[PLUS] Arc Pro B70 im Test mit 40+ Spielen und Aufrüstmatrizen: Intels GPU-Juwel
Während Spieler weiterhin auf die Arc B770 warten, kommt Intels großer Battlemage-Chip bereits auf der Arc Pro B70 zum Einsatz. Bis heute war unklar, was der BMG-G31 in Spielen wirklich leistet - Zeit für einen umfassenden Gaming-Test mit 40+ Benchmarks. Der Artikel stammt aus PC Games Hardware 07/2026.
Auf dieser Seite
- 1 Arc Pro B70: Übersicht
- 2 PCI-Express 5.0 ohne Kompromisse
- 3 Arc Pro B70 vs. Arc B580: Spiele-Benchmarks
- 4 Arc Pro B70 im Leistungsindex
- 5 Arc Pro B70: Auflösungsskalierung
- 6 Arc Pro B70 vs. 81 andere Grafikkarten
- 7 Arc Pro B70 vs. Arc B580: Raytracing-Benchmarks
- 8 Pathtracing Performance Chart
- 9 Stromversorgung und Leistungsaufnahme
- 10 Großer Speicher = großer Energiebedarf
- 11 Die Krux mit dem Active State Power Management
- 12 Energieeffizienz
- 13 G31 vs. G21 vs.
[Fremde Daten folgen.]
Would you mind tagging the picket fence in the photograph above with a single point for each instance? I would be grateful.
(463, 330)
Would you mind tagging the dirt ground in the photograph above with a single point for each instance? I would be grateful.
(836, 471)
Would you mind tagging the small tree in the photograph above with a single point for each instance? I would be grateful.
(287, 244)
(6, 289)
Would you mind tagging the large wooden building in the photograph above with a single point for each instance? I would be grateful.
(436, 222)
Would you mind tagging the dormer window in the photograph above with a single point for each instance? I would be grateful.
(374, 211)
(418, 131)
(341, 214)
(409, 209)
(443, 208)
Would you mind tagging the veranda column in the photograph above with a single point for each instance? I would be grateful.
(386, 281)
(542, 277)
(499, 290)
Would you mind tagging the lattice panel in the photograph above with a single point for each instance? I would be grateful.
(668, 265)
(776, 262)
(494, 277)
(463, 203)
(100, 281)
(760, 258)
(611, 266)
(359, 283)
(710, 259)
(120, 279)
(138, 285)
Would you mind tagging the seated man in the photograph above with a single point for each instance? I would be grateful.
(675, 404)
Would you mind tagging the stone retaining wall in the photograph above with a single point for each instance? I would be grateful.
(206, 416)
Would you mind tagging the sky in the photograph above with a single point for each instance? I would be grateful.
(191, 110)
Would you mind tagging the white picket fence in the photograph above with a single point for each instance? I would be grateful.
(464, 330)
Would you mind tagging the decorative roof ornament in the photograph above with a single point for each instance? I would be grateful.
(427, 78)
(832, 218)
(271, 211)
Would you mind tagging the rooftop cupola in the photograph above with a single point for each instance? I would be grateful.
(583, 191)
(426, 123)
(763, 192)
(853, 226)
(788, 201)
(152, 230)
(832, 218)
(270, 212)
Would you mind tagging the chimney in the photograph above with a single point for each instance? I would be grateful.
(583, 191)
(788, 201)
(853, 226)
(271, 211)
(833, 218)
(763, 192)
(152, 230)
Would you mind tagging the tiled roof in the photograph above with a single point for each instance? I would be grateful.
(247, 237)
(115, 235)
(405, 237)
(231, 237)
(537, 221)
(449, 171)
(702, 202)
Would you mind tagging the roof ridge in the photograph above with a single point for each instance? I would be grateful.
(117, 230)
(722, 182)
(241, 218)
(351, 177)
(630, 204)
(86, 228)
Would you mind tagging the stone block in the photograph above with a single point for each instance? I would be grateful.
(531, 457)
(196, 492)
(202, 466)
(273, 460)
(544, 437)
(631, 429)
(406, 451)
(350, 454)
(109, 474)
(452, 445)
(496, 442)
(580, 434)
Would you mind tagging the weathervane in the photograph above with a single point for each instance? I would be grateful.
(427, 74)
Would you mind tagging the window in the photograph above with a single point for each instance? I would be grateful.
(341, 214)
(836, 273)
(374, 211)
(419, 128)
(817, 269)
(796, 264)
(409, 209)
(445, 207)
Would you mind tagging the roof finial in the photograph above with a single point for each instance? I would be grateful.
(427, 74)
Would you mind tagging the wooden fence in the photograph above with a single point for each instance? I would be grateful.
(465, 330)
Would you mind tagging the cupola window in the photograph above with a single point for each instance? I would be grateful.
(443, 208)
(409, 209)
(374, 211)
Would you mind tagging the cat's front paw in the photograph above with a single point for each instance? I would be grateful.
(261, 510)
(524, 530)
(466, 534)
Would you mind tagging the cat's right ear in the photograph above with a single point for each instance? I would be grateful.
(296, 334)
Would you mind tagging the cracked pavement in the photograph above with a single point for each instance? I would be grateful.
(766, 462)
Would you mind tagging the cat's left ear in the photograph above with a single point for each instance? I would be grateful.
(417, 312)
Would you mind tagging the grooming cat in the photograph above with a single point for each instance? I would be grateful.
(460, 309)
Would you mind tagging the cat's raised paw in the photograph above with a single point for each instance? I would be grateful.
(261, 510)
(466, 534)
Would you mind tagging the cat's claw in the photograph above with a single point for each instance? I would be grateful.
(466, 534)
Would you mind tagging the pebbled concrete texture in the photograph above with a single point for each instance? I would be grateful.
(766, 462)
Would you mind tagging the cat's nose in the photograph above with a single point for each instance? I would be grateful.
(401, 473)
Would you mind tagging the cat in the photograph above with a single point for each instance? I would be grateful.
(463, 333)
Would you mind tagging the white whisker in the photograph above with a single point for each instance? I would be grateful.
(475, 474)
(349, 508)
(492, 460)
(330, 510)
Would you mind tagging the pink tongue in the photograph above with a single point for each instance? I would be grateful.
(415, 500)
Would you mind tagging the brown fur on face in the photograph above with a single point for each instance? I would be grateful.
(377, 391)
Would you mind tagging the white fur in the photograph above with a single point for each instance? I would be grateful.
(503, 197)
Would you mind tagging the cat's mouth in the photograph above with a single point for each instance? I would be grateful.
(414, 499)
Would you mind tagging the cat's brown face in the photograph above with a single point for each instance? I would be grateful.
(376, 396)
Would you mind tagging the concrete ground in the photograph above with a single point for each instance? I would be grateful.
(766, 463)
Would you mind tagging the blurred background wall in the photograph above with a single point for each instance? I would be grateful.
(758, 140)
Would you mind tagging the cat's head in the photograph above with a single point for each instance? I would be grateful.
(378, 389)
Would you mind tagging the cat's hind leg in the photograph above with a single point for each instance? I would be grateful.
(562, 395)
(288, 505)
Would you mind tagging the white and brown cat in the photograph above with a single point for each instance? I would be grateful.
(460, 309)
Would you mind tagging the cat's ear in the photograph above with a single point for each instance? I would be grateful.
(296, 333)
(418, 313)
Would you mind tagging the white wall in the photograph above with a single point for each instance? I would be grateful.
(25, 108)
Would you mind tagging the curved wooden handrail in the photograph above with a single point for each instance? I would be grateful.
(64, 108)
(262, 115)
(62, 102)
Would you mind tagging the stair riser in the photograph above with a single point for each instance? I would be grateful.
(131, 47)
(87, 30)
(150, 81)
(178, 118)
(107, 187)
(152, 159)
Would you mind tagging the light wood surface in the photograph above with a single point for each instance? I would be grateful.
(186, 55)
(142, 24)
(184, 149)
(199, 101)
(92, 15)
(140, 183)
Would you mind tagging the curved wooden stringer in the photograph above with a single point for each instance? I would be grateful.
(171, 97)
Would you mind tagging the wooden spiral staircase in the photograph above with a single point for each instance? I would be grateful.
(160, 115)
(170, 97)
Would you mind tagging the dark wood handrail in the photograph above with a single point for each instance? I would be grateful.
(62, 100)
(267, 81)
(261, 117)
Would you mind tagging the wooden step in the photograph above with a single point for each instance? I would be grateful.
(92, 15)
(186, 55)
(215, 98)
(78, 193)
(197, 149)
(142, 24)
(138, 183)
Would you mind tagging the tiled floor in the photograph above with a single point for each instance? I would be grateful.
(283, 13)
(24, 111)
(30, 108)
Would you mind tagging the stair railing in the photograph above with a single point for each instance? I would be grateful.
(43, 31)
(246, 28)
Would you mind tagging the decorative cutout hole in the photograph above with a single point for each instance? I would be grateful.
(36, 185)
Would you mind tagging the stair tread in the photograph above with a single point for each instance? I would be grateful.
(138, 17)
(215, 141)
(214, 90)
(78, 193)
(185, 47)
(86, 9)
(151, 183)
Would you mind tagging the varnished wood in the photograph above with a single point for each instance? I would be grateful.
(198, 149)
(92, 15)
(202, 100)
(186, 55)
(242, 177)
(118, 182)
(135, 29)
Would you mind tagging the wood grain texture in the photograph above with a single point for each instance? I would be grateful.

G10
- 14 Intel Arc Pro B70: PCGH-Fazit
- 15 Lohnt sich eine Arc B770 im Jahr 2026?
- 16 Aufrüstmatrix - Rasterizing
- 17 Aufrüstmatrix - Raytracing
Ende 2024 beeindruckte Intel mit der Arc B580, einer effizienten und attraktiv bepreisten Grafikkarte auf Basis des BMG-G21-Chips. 2025 waren daher erwartungsvolle Blicke auf den großen Bruder BMG-G31 gerichtet, welcher unter anderem als Arc B770 durch die Gerüchteküche geisterte. Doch daraus wurde nichts. Seit einigen Wochen - und damit einem guten Jahr Verspätung - ist der G31 doch verfügbar, allerdings nur auf den Profi-Grafikkarten Arc Pro B70 und Arc Pro B65. Heute möchten wir endlich diese eine quälende Frage beantworten: Was kann "Big Battlemage"? Das klären wir im umfangreichen Test der Intel Arc Pro B70. Neben den überfälligen Gaming-Benchmarks mit Rasterizing, Raytracing sowie Pathtracing prüfen wir die Leistungsaufnahme, Effizienz sowie Lautheit. Müssen sich AMD und Nvidia warm anziehen?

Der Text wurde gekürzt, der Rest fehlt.